A - I would love to collaborate with illustrators or photographers who put images to my words, and vice versa: to put words to other people's images and pieces. Sometimes I look at an image and directly imagine a script between the people or objects that appear. I would also love to collaborate with fashion brands, so that my little phrases would be much more mobile on garments!

Q - What other formats would you like to work in, where would you take your writing?

A - I would put my writing to music. To imagine someone singing and putting my words to music is a dream. It would be like taking them to the next dimension, wouldn't it?

Q - What will we find in your book?

A - Scrolling After Sex is my first book published by Terranova, it comes out at the beginning of April, I'm really looking forward to it! It's poetry and short stories, most of them in Spanish and some in English.
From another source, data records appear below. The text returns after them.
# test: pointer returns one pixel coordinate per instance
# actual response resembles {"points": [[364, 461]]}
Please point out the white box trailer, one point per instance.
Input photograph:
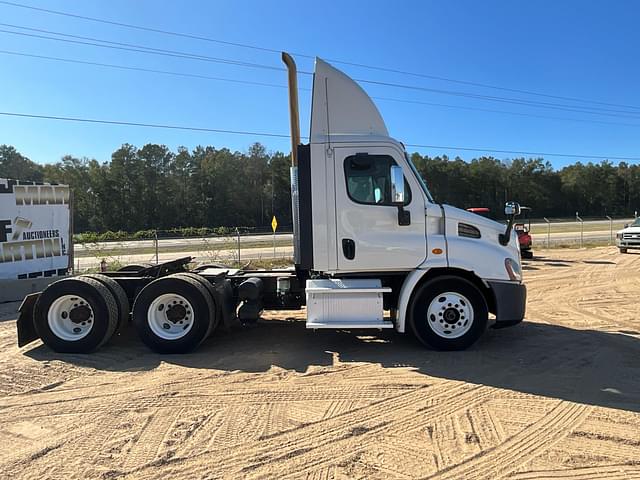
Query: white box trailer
{"points": [[368, 238]]}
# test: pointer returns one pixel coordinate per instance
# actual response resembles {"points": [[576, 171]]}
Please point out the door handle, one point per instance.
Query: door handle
{"points": [[349, 248]]}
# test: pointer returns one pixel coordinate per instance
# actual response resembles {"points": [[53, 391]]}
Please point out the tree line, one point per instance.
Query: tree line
{"points": [[155, 188]]}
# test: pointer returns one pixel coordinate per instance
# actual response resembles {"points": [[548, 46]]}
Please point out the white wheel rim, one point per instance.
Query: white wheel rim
{"points": [[450, 315], [170, 316], [70, 318]]}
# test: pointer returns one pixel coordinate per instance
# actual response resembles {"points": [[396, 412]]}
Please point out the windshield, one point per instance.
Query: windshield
{"points": [[419, 177]]}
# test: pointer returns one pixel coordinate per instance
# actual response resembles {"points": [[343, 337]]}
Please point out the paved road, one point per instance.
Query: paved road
{"points": [[173, 243], [207, 249]]}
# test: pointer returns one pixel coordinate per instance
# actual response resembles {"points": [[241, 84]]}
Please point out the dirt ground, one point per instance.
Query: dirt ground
{"points": [[555, 397]]}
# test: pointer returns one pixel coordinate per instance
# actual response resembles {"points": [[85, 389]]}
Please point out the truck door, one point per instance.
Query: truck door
{"points": [[368, 231]]}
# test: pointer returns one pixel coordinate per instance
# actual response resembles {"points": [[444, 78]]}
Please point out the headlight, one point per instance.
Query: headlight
{"points": [[513, 269]]}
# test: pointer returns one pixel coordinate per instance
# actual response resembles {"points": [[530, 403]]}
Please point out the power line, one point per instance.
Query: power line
{"points": [[139, 124], [149, 50], [506, 112], [519, 152], [273, 85], [518, 101], [272, 50], [171, 53], [280, 86], [276, 135], [141, 69]]}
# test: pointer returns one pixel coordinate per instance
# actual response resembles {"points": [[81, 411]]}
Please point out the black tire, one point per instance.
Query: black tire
{"points": [[119, 294], [203, 313], [212, 296], [432, 290], [99, 298], [134, 267]]}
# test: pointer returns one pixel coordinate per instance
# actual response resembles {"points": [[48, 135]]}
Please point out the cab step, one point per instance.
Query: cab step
{"points": [[346, 303]]}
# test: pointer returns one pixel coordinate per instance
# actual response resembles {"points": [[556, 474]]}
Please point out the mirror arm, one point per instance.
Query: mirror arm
{"points": [[404, 216], [506, 236]]}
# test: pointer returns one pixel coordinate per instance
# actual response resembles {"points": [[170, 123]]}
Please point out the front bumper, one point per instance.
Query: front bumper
{"points": [[511, 301], [628, 243]]}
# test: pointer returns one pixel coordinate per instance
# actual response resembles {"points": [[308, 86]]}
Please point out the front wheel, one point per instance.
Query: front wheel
{"points": [[448, 313]]}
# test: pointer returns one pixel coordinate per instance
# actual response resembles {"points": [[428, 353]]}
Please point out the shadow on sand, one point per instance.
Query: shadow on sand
{"points": [[585, 366]]}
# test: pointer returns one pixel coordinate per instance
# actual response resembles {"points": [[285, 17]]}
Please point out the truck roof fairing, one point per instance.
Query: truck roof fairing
{"points": [[341, 107]]}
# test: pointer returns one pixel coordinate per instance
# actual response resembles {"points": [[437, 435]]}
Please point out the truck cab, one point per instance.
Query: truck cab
{"points": [[372, 250], [368, 214]]}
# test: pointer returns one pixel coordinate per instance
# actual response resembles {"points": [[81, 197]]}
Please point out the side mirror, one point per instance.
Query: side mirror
{"points": [[397, 195], [512, 209], [397, 185]]}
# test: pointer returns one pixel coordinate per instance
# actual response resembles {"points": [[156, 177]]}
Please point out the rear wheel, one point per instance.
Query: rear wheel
{"points": [[76, 315], [118, 293], [212, 295], [173, 314], [448, 313]]}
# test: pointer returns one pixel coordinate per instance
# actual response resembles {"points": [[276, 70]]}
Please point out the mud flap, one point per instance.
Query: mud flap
{"points": [[26, 329]]}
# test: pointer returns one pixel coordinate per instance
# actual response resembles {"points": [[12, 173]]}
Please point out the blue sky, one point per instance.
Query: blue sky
{"points": [[582, 49]]}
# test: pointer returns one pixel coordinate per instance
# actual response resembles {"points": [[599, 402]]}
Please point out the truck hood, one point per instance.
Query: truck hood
{"points": [[629, 230], [474, 219], [484, 255]]}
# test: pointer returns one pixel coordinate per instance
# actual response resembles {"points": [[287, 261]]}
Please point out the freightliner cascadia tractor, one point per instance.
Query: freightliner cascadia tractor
{"points": [[372, 250]]}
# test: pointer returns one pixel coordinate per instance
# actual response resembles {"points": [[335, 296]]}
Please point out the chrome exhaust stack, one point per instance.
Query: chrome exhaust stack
{"points": [[294, 118]]}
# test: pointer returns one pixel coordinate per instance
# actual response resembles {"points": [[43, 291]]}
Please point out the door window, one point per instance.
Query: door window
{"points": [[369, 179]]}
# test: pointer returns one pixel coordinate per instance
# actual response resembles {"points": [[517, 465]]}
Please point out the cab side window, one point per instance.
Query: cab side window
{"points": [[369, 179]]}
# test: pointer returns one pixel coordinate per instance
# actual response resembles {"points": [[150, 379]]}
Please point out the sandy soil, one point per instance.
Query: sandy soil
{"points": [[555, 397]]}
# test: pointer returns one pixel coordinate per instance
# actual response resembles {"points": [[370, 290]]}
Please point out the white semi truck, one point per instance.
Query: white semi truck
{"points": [[368, 239]]}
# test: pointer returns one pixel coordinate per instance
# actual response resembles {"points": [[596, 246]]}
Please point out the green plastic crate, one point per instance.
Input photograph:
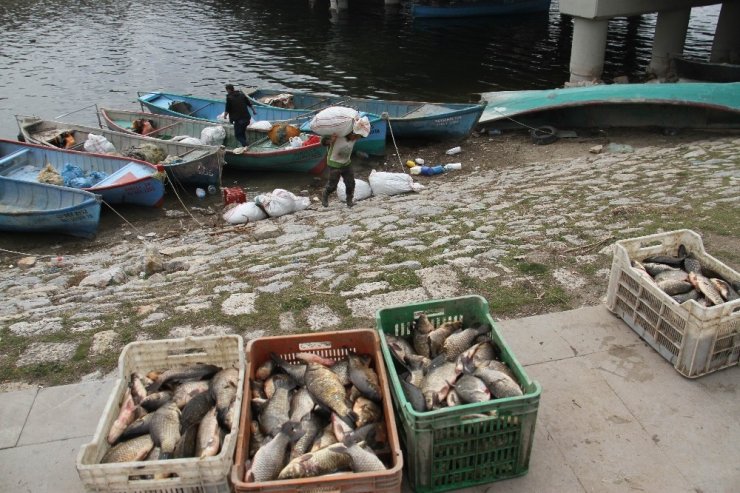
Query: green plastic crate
{"points": [[472, 444]]}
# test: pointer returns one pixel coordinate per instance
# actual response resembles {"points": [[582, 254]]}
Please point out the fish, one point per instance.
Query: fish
{"points": [[458, 342], [364, 378], [471, 389], [326, 388], [195, 410], [165, 428], [198, 371], [277, 410], [692, 264], [223, 389], [209, 440], [691, 295], [296, 371], [325, 438], [313, 464], [137, 428], [414, 396], [399, 347], [420, 330], [125, 417], [265, 370], [186, 391], [267, 462], [438, 336], [361, 459], [436, 382], [705, 287], [367, 411], [311, 425], [138, 390], [131, 450], [500, 384], [671, 287], [186, 444], [724, 289], [301, 404]]}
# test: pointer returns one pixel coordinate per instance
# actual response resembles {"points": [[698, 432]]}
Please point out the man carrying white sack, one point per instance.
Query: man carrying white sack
{"points": [[340, 165]]}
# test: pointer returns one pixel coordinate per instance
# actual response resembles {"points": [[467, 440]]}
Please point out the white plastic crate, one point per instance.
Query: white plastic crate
{"points": [[191, 475], [696, 339]]}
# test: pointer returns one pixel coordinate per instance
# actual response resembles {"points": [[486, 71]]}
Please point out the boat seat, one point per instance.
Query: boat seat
{"points": [[13, 155]]}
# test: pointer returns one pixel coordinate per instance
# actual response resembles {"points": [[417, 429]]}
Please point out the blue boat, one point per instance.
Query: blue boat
{"points": [[473, 8], [29, 207], [673, 105], [118, 180], [210, 109], [407, 119]]}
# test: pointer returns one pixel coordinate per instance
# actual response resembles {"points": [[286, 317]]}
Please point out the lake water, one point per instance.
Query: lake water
{"points": [[58, 57]]}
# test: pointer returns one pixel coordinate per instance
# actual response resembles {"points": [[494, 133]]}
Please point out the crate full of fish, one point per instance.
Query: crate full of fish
{"points": [[679, 299], [171, 422], [466, 407], [317, 416]]}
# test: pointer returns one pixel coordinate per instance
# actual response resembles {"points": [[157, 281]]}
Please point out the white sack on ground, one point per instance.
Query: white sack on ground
{"points": [[362, 190], [384, 183]]}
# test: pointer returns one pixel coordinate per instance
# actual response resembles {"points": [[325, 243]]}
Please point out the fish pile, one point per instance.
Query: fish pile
{"points": [[684, 278], [451, 365], [173, 414], [316, 416]]}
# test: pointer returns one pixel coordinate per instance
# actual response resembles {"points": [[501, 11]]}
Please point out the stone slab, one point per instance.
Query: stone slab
{"points": [[67, 411], [14, 409], [42, 468]]}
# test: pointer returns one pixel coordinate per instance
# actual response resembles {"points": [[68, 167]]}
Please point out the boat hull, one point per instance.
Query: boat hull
{"points": [[29, 207], [197, 166], [128, 181], [210, 109], [261, 155], [679, 105], [486, 7], [406, 119]]}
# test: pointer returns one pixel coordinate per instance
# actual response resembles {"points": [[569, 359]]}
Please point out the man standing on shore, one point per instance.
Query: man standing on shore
{"points": [[237, 111]]}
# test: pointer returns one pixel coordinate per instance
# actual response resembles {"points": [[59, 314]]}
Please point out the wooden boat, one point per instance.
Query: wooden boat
{"points": [[188, 165], [678, 105], [118, 180], [473, 8], [210, 109], [261, 154], [690, 68], [29, 207], [407, 119]]}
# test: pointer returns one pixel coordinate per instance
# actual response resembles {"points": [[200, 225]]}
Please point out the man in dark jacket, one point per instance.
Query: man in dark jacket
{"points": [[237, 111]]}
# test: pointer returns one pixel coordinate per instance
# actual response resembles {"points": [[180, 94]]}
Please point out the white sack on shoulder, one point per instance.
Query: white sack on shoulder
{"points": [[263, 125], [362, 190], [384, 183], [246, 212], [334, 120], [99, 144]]}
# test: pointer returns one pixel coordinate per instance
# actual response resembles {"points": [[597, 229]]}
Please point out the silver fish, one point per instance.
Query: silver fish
{"points": [[268, 461]]}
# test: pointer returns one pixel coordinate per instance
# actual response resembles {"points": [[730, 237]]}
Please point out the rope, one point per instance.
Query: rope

It touches on all the subjects that interest me the most: the internet, love, death, dogs.... I like the fact that it's such a naïve project, unpretentious, very varied and with little editing but with a very subtle thread running through all the pieces. I really want to move on to the physical terrain and for my words and ideas to be floating around the world.

Q - Can you recommend a book?

A - I would recommend the books of the writer Joan Didion, especially "The Year of Magical Thinking" in which she does an incredible dissection of death and mourning.

Q - Can you recommend a restaurant?

R - Cal Cofa in Llivia, la Cerdanya.

Q - Can you recommend a film?

R - The Squid and the Whale by Noah Baumbach.

Q - Can you recommend a place?

A - Hampstead Heath Park in London. Every time I'm there I think I'm in the Blow-Up movie.

Q - When would you wear the clothes you are wearing in the photos?

A - I imagine myself wearing them on a sunny Sunday in spring or on a summer morning by the sea, barefoot and calm.